= Crook Hall =

Crook Hall, sited near Lanchester, County Durham, some 8 mi north west of the city of Durham, was the seat of the Baker family and one of two Roman Catholic seminaries which temporarily replaced the Douai seminary in Douai, France when that college was suppressed soon after the French Revolution. Crook Hall was itself superseded after a few years by Ushaw College.

==History==
First documented in the Boldon Book as “Cruketon pays four marks.” It is also listed in Bishops Hatfield's survey (1381) as, "John de Kirkby held the vill of Crokhogh and a hundred acres of arable arid woodland, by knight's service and 2s. and half an acre at Stokerley, once of Peter del Croke, 4d."

The estate changed hands numerous times during the following centuries ultimately ending up in the possession of the Baker family when purchased by Sir George Baker (1596-1667) in c. 1635. Sir George was the second son of Oswald Baker of Durham. Sir George served as a recorder of Newcastle-on-Tyne and was a defender of that town for King Charles during the Civil War.
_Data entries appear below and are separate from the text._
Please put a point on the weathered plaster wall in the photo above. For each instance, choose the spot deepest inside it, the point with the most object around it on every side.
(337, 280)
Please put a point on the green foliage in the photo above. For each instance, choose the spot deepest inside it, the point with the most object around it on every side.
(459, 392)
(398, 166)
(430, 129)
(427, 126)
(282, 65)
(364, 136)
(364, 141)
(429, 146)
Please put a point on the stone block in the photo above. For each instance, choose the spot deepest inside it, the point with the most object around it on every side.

His son George inherited the estate in 1667. George Baker MP, grandson of the original owner and member of parliament for Durham City, remodelled the house in 1716. The antiquarian, Thomas Baker (1656-1740), was a member of the family.

Crook Hall

Crook Hall in 1894, shortly before it was demolished

When the Douai Catholic seminary closed in 1793 the students were hastily brought back to England with the intention of creating a new seminary there, after the approval of the Roman Catholic Relief Act 1791. The refugee students were divided into two groups, one of which (mainly composed of students who were destined for the Northern Vicariate) moved on 15 October 1794 into Crook Hall, which had been leased from George Baker. The mansion was at that time unoccupied since Baker had moved his primary residence to Elemore Hall.
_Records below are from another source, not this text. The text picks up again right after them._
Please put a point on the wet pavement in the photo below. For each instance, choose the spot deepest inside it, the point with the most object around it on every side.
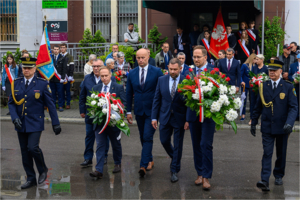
(237, 164)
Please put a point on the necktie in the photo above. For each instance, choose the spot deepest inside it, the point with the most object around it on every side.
(173, 90)
(142, 78)
(27, 83)
(166, 61)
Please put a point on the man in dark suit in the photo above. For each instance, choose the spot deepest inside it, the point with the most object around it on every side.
(141, 83)
(26, 106)
(169, 107)
(60, 63)
(231, 68)
(277, 105)
(88, 83)
(181, 43)
(184, 68)
(112, 132)
(202, 133)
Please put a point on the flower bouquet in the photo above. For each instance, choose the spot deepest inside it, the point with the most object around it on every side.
(211, 97)
(108, 110)
(118, 75)
(256, 80)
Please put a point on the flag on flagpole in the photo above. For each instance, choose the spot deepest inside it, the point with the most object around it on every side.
(218, 39)
(44, 61)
They studied under the guidance of Thomas Eyre, one of the former professors, John Lingard, the future historian and John Daniel, the president of Douai at its suppression. After ten years Crook Hall proved inadequate and in 1804 Bishop William Gibson began the building of Ushaw College at nearby Ushaw Moor, to which the college transferred in 1808.
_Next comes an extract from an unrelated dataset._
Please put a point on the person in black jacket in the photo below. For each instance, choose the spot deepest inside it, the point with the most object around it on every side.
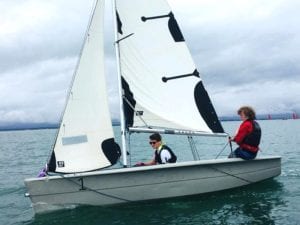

The local village of Crookhall developed as coal and iron ore deposits were exploited. The hall was purchased by the Consett Iron Company in 1877 and demolished circa 1900. There was an avenue of beech trees which led from Delves Lane to Crook Hall. In 1890 it was noted that very few of the trees remained, the last falling in 1885. A row of beech still existed on either side of the fishpond in front of the hall which was described as "ruined".